Since December 2019, the novel coronavirus, SARS-CoV-2, has garnered global attention due to its rapid transmission, which has infected more than two million people worldwide. Early detection of SARS-CoV-2 is one of the crucial interventions to control virus spread and dissemination. Molecular assays have been the gold standard to directly detect for the presence of viral genetic material in infected individuals. However, insufficient viral RNA at the point of detection may lead to false negative results. As such, it is important to also employ immune-based assays to determine one's exposure to SARS-CoV-2, as well as to assist in the surveillance of individuals with prior exposure to SARS-CoV-2. Within a span of 4 months, extensive studies have been done to develop serological systems to characterize the antibody profiles, as well as to identify and generate potentially neutralizing antibodies during SARS-CoV-2 infection. The vast diversity of novel findings has added value to coronavirus research, and a strategic consolidation is crucial to encompass the latest advances and developments. This review aims to provide a concise yet extensive collation of current immunoassays for SARS-CoV-2, while discussing the strengths, limitations and applications of antibody detection in SARS-CoV-2 research and control.

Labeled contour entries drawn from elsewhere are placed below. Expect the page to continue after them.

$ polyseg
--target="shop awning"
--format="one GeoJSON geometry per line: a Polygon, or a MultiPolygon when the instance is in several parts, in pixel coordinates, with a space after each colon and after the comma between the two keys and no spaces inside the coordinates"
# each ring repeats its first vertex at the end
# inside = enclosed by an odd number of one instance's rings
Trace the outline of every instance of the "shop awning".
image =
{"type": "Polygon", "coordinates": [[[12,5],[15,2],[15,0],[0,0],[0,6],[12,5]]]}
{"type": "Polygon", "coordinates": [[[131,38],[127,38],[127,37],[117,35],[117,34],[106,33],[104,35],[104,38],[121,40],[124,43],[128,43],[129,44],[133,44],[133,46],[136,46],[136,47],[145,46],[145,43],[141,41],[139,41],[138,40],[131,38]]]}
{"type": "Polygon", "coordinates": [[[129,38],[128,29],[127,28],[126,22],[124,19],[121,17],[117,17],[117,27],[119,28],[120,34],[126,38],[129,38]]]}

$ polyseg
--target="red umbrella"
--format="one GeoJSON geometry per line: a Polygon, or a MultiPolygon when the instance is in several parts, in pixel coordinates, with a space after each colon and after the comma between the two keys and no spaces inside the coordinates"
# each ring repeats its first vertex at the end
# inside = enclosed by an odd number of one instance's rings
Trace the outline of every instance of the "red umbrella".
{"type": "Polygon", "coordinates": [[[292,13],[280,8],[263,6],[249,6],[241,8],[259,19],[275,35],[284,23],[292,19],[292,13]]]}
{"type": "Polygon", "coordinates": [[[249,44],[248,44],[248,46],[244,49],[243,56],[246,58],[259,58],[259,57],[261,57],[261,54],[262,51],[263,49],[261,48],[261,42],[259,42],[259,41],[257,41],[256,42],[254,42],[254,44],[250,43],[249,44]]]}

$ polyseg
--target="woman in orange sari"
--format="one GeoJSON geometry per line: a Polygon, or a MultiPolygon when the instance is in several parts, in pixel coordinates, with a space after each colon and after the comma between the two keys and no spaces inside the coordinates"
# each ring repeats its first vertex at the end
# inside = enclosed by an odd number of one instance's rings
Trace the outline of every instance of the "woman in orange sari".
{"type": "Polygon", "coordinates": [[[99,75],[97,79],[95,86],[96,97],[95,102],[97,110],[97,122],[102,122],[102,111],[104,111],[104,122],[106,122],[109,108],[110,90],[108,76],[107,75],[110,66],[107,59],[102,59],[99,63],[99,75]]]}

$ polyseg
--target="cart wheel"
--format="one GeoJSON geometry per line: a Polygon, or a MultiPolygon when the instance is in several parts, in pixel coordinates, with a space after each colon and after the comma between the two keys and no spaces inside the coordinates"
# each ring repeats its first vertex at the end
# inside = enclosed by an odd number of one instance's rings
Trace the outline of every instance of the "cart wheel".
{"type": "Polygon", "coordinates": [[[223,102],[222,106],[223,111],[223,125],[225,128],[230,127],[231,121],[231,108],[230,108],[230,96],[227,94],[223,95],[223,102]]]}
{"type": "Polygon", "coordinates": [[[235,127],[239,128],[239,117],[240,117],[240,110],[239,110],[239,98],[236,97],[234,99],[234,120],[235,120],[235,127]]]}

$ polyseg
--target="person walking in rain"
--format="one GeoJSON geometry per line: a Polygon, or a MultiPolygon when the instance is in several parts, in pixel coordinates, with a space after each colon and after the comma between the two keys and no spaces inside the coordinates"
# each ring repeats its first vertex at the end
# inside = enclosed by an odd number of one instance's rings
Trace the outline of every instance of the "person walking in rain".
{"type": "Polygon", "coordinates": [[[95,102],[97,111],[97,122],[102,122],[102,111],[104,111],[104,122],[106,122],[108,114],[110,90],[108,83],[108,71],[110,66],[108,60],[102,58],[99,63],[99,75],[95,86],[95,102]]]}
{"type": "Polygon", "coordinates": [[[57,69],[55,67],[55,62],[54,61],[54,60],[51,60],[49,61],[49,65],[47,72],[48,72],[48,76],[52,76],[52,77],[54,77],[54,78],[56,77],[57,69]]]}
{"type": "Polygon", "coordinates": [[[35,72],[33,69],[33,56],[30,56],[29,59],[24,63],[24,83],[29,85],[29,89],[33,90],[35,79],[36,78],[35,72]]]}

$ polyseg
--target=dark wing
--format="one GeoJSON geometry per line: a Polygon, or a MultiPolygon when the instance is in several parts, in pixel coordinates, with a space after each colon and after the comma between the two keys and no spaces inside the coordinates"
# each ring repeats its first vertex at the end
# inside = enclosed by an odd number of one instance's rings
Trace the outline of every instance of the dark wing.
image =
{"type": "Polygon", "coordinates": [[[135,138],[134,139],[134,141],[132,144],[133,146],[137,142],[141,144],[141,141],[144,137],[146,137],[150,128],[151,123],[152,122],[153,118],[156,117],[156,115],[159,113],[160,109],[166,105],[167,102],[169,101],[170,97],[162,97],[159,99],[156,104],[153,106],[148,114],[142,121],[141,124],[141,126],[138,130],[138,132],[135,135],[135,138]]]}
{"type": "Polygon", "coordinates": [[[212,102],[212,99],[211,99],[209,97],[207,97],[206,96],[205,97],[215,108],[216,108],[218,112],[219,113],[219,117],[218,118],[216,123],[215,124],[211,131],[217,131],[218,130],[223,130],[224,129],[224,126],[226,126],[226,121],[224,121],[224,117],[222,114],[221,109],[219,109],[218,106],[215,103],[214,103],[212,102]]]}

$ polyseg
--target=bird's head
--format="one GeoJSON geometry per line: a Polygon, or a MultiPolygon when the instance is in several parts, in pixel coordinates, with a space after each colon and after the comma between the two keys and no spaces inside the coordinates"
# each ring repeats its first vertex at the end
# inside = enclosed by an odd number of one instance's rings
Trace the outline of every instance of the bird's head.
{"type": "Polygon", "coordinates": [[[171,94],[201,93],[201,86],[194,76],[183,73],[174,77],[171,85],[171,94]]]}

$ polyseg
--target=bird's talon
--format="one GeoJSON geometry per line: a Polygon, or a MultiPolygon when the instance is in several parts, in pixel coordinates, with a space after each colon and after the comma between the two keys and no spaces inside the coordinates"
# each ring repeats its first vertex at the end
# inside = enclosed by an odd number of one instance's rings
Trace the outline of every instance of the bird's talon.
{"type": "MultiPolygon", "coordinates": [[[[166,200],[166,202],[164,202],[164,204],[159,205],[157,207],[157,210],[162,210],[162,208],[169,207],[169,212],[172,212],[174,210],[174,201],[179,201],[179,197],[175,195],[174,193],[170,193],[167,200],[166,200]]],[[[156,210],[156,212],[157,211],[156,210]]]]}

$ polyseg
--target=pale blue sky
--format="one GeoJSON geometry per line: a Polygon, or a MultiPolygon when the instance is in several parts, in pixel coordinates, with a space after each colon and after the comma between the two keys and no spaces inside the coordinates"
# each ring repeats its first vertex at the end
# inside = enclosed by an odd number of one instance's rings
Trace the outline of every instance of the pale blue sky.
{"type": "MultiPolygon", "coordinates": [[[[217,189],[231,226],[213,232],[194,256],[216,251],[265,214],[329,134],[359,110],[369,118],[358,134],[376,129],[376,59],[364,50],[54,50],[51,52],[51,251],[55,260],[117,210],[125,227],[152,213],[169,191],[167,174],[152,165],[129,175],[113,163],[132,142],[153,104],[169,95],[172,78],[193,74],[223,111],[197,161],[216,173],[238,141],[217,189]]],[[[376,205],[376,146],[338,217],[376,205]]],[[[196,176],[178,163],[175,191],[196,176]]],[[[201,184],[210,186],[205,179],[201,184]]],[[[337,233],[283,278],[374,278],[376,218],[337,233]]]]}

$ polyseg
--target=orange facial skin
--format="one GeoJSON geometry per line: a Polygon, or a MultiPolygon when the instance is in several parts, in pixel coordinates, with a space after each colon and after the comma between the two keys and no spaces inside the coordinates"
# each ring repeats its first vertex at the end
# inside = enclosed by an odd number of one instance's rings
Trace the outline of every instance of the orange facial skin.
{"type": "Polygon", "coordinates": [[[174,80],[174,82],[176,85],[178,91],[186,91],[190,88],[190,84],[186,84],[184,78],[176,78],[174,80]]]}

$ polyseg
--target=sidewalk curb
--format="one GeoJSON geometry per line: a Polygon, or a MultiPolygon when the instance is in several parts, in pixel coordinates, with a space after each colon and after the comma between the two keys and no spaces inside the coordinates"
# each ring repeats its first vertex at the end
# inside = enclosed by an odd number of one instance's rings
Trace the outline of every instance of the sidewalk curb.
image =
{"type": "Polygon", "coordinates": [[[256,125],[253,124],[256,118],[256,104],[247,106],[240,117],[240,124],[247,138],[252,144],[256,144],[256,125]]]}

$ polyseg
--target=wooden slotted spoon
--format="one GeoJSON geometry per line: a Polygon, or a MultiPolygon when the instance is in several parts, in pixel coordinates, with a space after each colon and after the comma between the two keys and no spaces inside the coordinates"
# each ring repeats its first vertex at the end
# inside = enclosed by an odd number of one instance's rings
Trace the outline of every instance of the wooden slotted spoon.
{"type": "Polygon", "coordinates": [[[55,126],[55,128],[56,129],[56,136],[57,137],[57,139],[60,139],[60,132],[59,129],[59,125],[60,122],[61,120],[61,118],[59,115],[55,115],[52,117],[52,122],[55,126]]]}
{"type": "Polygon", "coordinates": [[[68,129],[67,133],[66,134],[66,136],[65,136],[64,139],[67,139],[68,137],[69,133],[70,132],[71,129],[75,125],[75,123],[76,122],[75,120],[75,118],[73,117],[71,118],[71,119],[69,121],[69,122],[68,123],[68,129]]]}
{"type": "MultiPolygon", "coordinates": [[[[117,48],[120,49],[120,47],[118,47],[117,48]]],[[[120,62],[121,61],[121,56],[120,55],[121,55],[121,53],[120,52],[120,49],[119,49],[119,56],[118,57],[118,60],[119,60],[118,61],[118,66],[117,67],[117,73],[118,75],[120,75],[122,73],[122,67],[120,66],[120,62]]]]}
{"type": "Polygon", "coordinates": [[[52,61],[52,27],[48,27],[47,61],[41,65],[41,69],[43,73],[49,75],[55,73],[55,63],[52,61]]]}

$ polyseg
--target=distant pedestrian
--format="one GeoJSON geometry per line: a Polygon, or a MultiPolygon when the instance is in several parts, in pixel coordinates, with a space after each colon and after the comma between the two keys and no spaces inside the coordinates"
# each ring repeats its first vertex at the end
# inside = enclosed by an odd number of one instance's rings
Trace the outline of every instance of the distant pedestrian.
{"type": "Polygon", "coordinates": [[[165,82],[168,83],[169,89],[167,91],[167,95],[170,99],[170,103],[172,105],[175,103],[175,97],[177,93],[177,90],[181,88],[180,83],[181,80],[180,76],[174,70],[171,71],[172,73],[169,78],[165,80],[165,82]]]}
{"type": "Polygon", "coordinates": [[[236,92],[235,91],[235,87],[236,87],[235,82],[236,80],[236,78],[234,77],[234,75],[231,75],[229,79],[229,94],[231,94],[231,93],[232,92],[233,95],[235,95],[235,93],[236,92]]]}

Keywords: COVID-19; SARS-CoV-2; antibodies; detection; immunoassays; nucleocapsid; receptor binding domain; spike.

Figure 1

Schematic diagram of SARS-CoV-2 virus structure and genome organization. (A) The viral surface proteins, spike (S), envelope (E), and membrane (M) are embedded in a lipid bilayer. The single stranded positive-sense viral RNA is associated with the nucleocapsid (N) protein. Diagram was created with BioRender. (B) The genome organization of SARS-CoV-2 viral RNA, which is adapted from GenBank accession number: MN908947, is characterized by sequence alignment against two representative members of the betacoronavirus genus. The entire genome sequence is ~30 kilobases (kb) long.

Figure 2

Schematic illustration on the window period of detection for either viral RNA or antibodies in SARS-CoV-2-infected individuals. Presence of SARS-CoV-2 viral RNA (boxed in pink) in throat or nasal swab of patients are typically undetectable by 14 day post illness onset (pio) (8, 9). SARS-CoV-2-specific antibodies (boxed in blue): IgM is detectable as early as 3 days pio, and peaks between 2 and 3 weeks pio (10, 11). IgM response was still detectable after more than 1 month pio (12). Both IgA and IgG are present as early as 4 days pio, and peaks after 2 weeks pio in serum samples (10, 11, 13, 14). There are currently no reports on the presence of these SARS-CoV-2-specific antibodies in the later phase pio, as indicated by dotted lines. This depicts the importance of serological studies to identify individuals with current or prior exposure to SARS-CoV-2 that went undetected, by testing for either IgM, IgG, or IgA antibodies against SARS-CoV-2. Illustration was created using BioRender.